On 3 February 2015, Madras High Court ruled in favour of Rajinikanth and restricted Faisal Saif from using the actor's name in his upcoming film. Saif, however, finally agreed to change his film's title.

==First-look poster==
The first-look poster of the film was released in press and media. The Times of India stated, "The first poster succeeds in giving you that comical feeling".

==Soundtrack==

===Track listing===

| No. | Title | Music | Singer(s) | Length |
|---|---|---|---|---|
| 1. | "Kamliyaan (Tribute to the Legends)" | Leena Shah, Basit Faryad | Leena Shah, Basit Faryad | 5:10 |
| 2. | "Yaar Mera" | Shibani Kashyap | Shibani Kashyap | 5:00 |
| 3. | "Saathiya Aaj Mujhe Neend Nahin Aayegi" | Bappi Lahiri | Bappi Lahiri, Shreya Ghoshal, Sharon Prabhakar, Shakti Kapoor | 4:50 |

==Release and reception==
The makers changed the film's title to Main Hoon (Part-Time) Killer and planned to release the film on 24 April. But the film's release was delayed as the Madras high court ordered the Central Board of Film Certification of India to Re-Censor the film as it had direct references to Rajinikanth and his family. The film was later scheduled to be released alongside Anurag Kashyap's Bombay Velvet, but following Bollywood superstar Salman Khan's five-year prison sentence, Faisal Saif pushed the release a further week back, showing support for the star.

==Box office and critical reception==
Despite a limited number of 100 screens in North India, the film managed to open 50% collections of the gross capacity across Mumbai, Maharashtra, Delhi and Rajasthan circuits and was positively received by critics such as Box Office Collections giving 3.5 out of 5 Stars and calling it "Main Hoon (Part-Time) Killer is better than Rajinikanth's Lingaa". Praising the director further, it said "Faisal Saif may not be an outstanding technician but he is surely the director who has made a good entertaining package which in the coming times will become a Cult". The Daily Star gave 3.5 out of 5 stars and indicated its cinematography and acting as its strengths.

==Legacy==
- Filmmaker Ram Gopal Varma produced an erotic film titled Savitri which he later renamed as Sridevi for which actress Sridevi sent him a legal notice to change the movie's title.
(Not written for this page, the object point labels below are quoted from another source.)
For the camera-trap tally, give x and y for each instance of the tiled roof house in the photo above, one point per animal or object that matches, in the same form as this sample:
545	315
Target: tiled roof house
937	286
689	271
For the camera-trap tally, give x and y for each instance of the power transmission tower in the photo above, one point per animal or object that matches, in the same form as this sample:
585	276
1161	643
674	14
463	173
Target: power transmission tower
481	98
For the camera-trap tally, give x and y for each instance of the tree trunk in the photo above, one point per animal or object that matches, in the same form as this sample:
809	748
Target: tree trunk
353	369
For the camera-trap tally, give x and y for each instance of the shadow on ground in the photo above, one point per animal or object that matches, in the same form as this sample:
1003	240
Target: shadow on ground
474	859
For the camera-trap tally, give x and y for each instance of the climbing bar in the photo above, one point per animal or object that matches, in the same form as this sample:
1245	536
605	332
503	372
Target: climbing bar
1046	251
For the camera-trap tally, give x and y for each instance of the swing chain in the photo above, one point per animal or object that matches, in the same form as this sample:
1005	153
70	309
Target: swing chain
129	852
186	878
The maker, however refused to change the film's title.
- Another Telugu film, titled A Shyam Gopal Varma Film, was released in January 2015, which was termed as a Spoof film on Ram Gopal Varma. The film had actor Shafi playing the lead role.
- Tamil director N. Lingusamy produced a film Rajini Murugan, using the name of Rajinikanth in the title. He said to the media, "We'd chosen this title around the same time that the Main Hoon Rajinikanth controversy case was on. I called him (Rajinikanth) to explain why we'd used it, and he graciously asked us to go ahead with it,"
- A Comedy T.V Series on Life OK is titled Bahu Hamari Rajni Kant where the lead protagonist is a human robot.